But reaction was swift. The RNLI released harrowing footage of a sea rescue and volunteers detailed the desperate state of asylum seekers in overcrowded boats at risk of drowning in the Channel.

The RNLI chief executive, Mark Dowie, said that the lifeboat service had always rescued whoever needed their help: “We were pulling German airmen out of the Channel in the Second World War.” The RNLI, he emphasised, exists to save lives at sea without judgment. They do not question why people get into trouble, do not ask who they are or where they are from.
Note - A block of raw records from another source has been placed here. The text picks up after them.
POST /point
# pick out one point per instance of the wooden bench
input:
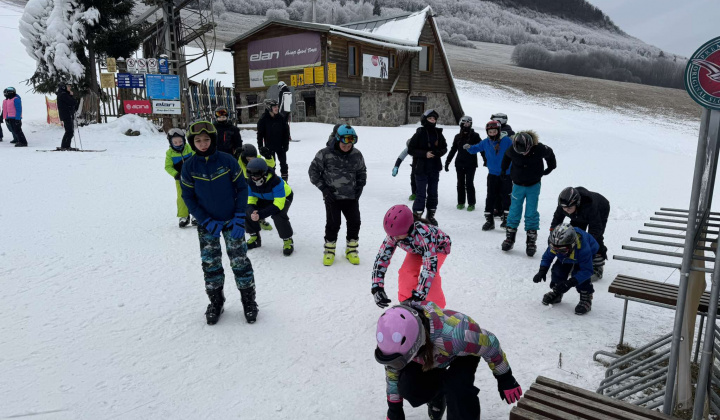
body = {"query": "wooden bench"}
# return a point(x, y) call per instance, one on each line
point(652, 293)
point(548, 399)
Subsequently, the RNLI’s fund raising, with money coming from one off payments, new supporters, and increases in regular contributions, reached £200,000 in a single day, thirty times the usual average, and a record year of donations followed.

Some quirky fundraising campaigns ensued. Partly in jest, Simon Harris sought to raise money for a new RNLI hovercraft to be called the Flying Farage. Donations reached £238,130 of its target £250,000 this Easter weekend. Harris has made clear that the specific proposal was tongue in cheek and that all money raised will go directly to the RNLI to be spent at their discretion.

Recently the local shop owner on the island of Sanday in the Orkneys accidentally ordered eighty cases of Easter eggs instead of eighty eggs. He organised a raffle in aid of the RNLI to get rid of some of the 640 excess eggs. By Maundy Thursday this had raised over £3,000, and the food company producing  the eggs has agreed to match the final total.

Meanwhile,under pressure, and with bad grace, the government accepted an amendment to the Nationality and Borders Bill in December 2021. The RNLI was exempted, if people’s lives were in danger, from laws criminalising anyone helping asylum seekers to enter the UK.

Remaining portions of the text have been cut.